Re: KOI-8

From: Frank da Cruz (fdc@watsun.cc.columbia.edu)
Date: Mon Sep 02 1996 - 11:53:25 EDT


> Incidentally, I heard that Columbia has joined up and that you are the
> representatitve. Welcome!
>
Thanks. I have been interested in computer character sets ever since I read
Joe Becker's first Scientific American article, which I still regard as one of
the most influential articles ever published in computing -- or if it isn't,
it should be.

As you may know, the Kermit Project has made supporting the widest possible
variety of character sets for data interchange a primary objective since the
mid 1980s, and Kermit software fills a unique "low-tech" niche all over the
world largely for this reason.

Now that we are beginning to see Unicode used in systems like Windows NT, it
is time for Kermit software to start supporting Unicode too. Of course, for
our purposes, Unicode is just "one more character set" (just as POSIX is "one
more UNIX variation" :-) But with a difference, since Unicode will be
enormously useful as an intermediate/internal representation for text, because
most of the world's characters are in it.

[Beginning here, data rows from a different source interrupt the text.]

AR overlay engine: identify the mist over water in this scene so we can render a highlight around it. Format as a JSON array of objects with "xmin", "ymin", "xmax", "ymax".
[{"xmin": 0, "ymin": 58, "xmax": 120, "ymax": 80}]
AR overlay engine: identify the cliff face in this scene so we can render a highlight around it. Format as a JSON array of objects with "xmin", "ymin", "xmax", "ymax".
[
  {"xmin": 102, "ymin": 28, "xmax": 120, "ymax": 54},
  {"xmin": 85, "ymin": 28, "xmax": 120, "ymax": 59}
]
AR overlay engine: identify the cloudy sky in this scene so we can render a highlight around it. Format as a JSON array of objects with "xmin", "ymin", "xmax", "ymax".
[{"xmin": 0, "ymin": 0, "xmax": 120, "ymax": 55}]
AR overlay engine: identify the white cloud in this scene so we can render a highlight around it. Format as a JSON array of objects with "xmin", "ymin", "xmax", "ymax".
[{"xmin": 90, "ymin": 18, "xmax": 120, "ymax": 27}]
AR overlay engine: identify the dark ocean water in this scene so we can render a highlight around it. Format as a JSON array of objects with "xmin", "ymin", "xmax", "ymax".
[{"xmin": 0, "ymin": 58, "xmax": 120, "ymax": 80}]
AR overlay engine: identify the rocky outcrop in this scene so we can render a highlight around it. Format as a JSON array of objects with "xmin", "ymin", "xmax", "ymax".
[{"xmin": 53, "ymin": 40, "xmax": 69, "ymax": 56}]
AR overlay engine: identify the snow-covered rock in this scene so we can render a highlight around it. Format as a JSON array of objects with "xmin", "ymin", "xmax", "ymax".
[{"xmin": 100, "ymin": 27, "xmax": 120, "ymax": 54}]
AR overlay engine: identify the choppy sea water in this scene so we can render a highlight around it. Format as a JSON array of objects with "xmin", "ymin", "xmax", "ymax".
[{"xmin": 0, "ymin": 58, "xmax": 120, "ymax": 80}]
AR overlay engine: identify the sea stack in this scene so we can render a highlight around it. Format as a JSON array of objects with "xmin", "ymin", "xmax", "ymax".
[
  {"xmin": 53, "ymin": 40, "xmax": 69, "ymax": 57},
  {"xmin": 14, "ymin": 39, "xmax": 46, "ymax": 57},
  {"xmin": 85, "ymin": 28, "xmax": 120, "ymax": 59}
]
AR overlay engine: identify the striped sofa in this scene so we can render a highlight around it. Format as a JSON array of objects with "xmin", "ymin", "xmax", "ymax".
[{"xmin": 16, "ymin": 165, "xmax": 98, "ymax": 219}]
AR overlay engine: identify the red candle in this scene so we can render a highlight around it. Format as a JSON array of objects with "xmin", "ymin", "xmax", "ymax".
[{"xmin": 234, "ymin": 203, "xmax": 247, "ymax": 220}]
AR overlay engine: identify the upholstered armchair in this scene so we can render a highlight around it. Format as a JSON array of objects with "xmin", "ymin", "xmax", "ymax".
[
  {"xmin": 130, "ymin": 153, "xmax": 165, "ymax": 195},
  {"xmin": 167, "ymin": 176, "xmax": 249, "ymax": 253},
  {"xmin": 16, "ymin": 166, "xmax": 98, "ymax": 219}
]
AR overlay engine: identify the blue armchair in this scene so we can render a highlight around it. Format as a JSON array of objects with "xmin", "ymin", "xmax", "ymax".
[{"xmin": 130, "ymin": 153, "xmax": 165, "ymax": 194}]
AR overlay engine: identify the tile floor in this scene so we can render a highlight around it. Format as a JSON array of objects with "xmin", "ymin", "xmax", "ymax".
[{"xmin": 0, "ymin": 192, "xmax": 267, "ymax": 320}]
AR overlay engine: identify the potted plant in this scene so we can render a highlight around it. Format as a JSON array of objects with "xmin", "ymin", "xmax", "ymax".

As to the Kermit protocol, it sticks firmly to the idea that anything that
goes on the wire must follow ISO or other definitive standards. So when
transferring (say) Portuguese text files from, say, a Macintosh to a PC, the
Mac translates from its own encoding to Latin-1, and the PC translates the
incoming Latin-1 to a PC code page, so the two computers speak ISO 8859-1 to
each other even though neither one uses it internally. This reduces an
"O(n^2)" problem to "O(n)".

But to support non-Western-European languages, we need multiple "transfer
character sets": Latin-2, Latin/Cyrillic, Latin/Hebrew, Japanese EUC (a JIS X
0201 and 0208 combined via ISO 2022), etc. This scheme has worked out quite
well. But when we start adding Vietnamese, Greek, Chinese, Korean, Arabic,
and so on, this approach will become increasingly difficult to manage.

Thus Unicode or some form of ISO 10646 could also easily wind up as our
preferred transfer character set, but for the obvious concerns about
transmission efficiency -- remember Kermit is still the low-tech alternative
to all the hot stuff that most Americans tend to take for granted, and
efficiency is still a concern for many people.

I've followed the Unicode list with interest since the beginning and made a
couple contributions along the way (you can thank me for U+2028 and 2029 :-).
I'm a bit put off by the tenor of the recent discussion of whether combining
items should precede or follow the base character (a moot point now) because
the only place this would matter is in text-oriented (as opposed to GUI)
applications, and nobody uses text-mode software any more. I'm here to tell
you that's not quite true, yet :-) In addition to the diehard speed-typing
curmudgeons who feel a mouse only slows them down, there are also the many
blind people who use speaking and Braille devices that work only in text mode.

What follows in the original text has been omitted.